Пораскинулась печаль
По плечам,
Распустила сухоту
По животу.
Вымылись они, а переодеться не во что. Взяла я ее заплечную ношу — там пеленки для меньшого, для старших смена белья, а для самой ни рубашонки, ни кофтенки. В серединке мешка торчок вроде дула перевязан, в три перевязи.
Спрашиваю ее:
— Что это ты за пулемет тянула на спине?
Глазищи опустила, не отвечает. Стала я раскручивать сверток — гляжу: в нем бумаги трубкой. Насмелилась она, взмахнула ресницами, усмехнулась чуток:
— Это… те… чертежи… Вы, мама, не смейтесь. В них Герино сердце. Никто этого не понимает. Даже он сам не понимает.
И мелькнуло у меня в голове: «Никогда умом крепка не была, а с войной, видно, вовсе тронулась. Платьишка для ребят не донесла, а рваные бумаги с помойки тянет на себе».
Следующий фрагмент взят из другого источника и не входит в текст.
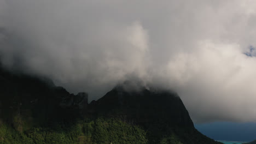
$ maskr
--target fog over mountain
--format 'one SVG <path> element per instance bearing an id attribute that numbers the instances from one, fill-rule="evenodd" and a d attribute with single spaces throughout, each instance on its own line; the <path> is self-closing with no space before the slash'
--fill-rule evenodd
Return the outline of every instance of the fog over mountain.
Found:
<path id="1" fill-rule="evenodd" d="M 0 0 L 6 67 L 91 100 L 138 79 L 195 122 L 256 122 L 255 39 L 252 0 Z"/>

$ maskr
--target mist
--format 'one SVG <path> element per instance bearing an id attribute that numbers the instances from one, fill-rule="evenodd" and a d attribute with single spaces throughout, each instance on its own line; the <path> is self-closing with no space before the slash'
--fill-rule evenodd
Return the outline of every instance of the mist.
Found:
<path id="1" fill-rule="evenodd" d="M 196 123 L 256 122 L 254 1 L 0 0 L 0 58 L 90 100 L 177 92 Z"/>

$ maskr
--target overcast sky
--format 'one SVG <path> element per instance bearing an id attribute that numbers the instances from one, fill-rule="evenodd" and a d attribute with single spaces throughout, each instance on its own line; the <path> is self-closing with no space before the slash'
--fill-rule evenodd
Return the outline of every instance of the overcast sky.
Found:
<path id="1" fill-rule="evenodd" d="M 0 56 L 91 100 L 176 91 L 195 122 L 256 122 L 256 1 L 0 0 Z"/>

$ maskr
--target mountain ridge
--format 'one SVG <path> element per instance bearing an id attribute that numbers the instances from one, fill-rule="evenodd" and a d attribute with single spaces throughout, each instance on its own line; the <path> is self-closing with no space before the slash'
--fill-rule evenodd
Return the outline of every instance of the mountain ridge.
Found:
<path id="1" fill-rule="evenodd" d="M 88 104 L 53 84 L 0 68 L 0 143 L 220 143 L 195 129 L 174 92 L 119 85 Z"/>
Протекли еще годы. Отшумела победа. Пришла мне необходимость ради дочки Грани порвать все со старым гнездом, купить для нас с ней новый дом, в новом месте.
К тому времени Герин завод возвратился с эвакуации. Лялька давно переехала к мужу. Места там теплые, щедрые, и решила я поискать новое пристанище возле них, по районам да пригородам.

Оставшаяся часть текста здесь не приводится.